Her logic was as cold and sharp as a skald’s knife. He looked from her face to the cup, then back. The simplicity of her statement was its own form of persuasion. Why go to the effort of saving him only to poison him now? It was a waste of good herbs. He picked up the cup, the warmth seeping into his chilled fingers. He drank. The bitterness was a familiar anchor in a world that had tilted on its axis.
“Why then?” he asked, the question torn from him. “Why save a Stórbrodir? Your father… Kveldulf.” He said the name as if it were a curse, and in his household, it often was. “He would flay the skin from your back for this mercy.”
A shadow, fleeting and dark, passed behind her eyes. It was the first crack he’d seen in her composed facade. “My father’s wishes regarding this croft and its occupant are… complicated. I make my own choices here. And a body washed up on my shore, breathing, is a matter for a healer, not a chieftain’s daughter. The feud does not dictate the tides.”
Chieftain’s daughter. The confirmation sent another jolt through him. He was not just in the home of a Svartfjell clansman; he was in the sanctuary of the enemy jarl’s own blood. The political ramifications of his situation were as dangerous as the physical ones. His capture, or even his death here, could be the spark that finally ignited the all-out war both clans had been circling for years.
He fell silent, his mind racing, assessing escape routes, evaluating his strength. He tried to shift his leg, and a white-hot brand of pain lanced from his shin to his hip, forcing a sharp hiss through his clenched teeth. Sweat beaded on his forehead.

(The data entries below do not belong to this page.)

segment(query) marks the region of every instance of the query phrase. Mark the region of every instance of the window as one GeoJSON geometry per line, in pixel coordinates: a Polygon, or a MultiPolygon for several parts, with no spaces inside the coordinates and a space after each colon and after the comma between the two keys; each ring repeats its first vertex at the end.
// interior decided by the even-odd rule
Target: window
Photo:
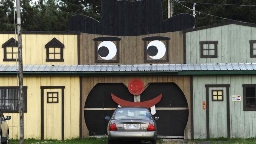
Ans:
{"type": "Polygon", "coordinates": [[[212,100],[213,101],[223,101],[223,90],[212,90],[212,100]]]}
{"type": "Polygon", "coordinates": [[[168,62],[170,38],[153,36],[142,39],[144,42],[144,62],[168,62]]]}
{"type": "Polygon", "coordinates": [[[2,47],[4,48],[4,61],[18,60],[18,42],[12,37],[2,45],[2,47]]]}
{"type": "Polygon", "coordinates": [[[121,39],[117,37],[99,37],[94,41],[95,63],[119,62],[119,47],[121,39]]]}
{"type": "Polygon", "coordinates": [[[243,84],[244,110],[256,110],[256,84],[243,84]]]}
{"type": "Polygon", "coordinates": [[[218,57],[218,41],[200,42],[201,58],[216,58],[218,57]]]}
{"type": "Polygon", "coordinates": [[[256,40],[250,41],[250,57],[256,58],[256,40]]]}
{"type": "MultiPolygon", "coordinates": [[[[24,111],[27,112],[27,89],[23,87],[24,111]]],[[[20,104],[17,86],[0,87],[0,108],[3,112],[19,112],[20,104]]]]}
{"type": "Polygon", "coordinates": [[[64,45],[55,38],[45,44],[46,61],[64,61],[63,59],[64,47],[64,45]]]}
{"type": "Polygon", "coordinates": [[[47,103],[59,103],[59,92],[47,92],[47,103]]]}

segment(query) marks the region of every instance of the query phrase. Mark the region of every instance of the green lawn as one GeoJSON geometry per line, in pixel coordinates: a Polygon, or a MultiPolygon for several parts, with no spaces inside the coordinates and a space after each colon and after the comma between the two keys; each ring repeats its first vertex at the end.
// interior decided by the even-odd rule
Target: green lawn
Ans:
{"type": "MultiPolygon", "coordinates": [[[[256,138],[250,139],[228,139],[221,138],[218,139],[212,139],[210,140],[186,140],[185,141],[163,141],[158,139],[158,143],[162,144],[173,143],[188,143],[188,144],[256,144],[256,138]]],[[[88,139],[75,139],[71,140],[60,141],[55,140],[26,140],[25,141],[25,144],[107,144],[108,140],[106,138],[97,139],[91,138],[88,139]]],[[[11,140],[10,144],[18,144],[19,141],[17,140],[11,140]]]]}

“I said, do not move,” Astrid’s voice was flat, devoid of sympathy but full of authority. She knelt beside the pallet, her movements purposeful. “The bone is not broken, but it is a severe bruising. The muscle is torn. The splint and the poultice are to keep it stable and draw out the swelling. You will undo my work.”
Before he could protest, she had her hands on his leg, her fingers probing the area around the wound with a firm, professional touch. He flinched, but her grip was like iron.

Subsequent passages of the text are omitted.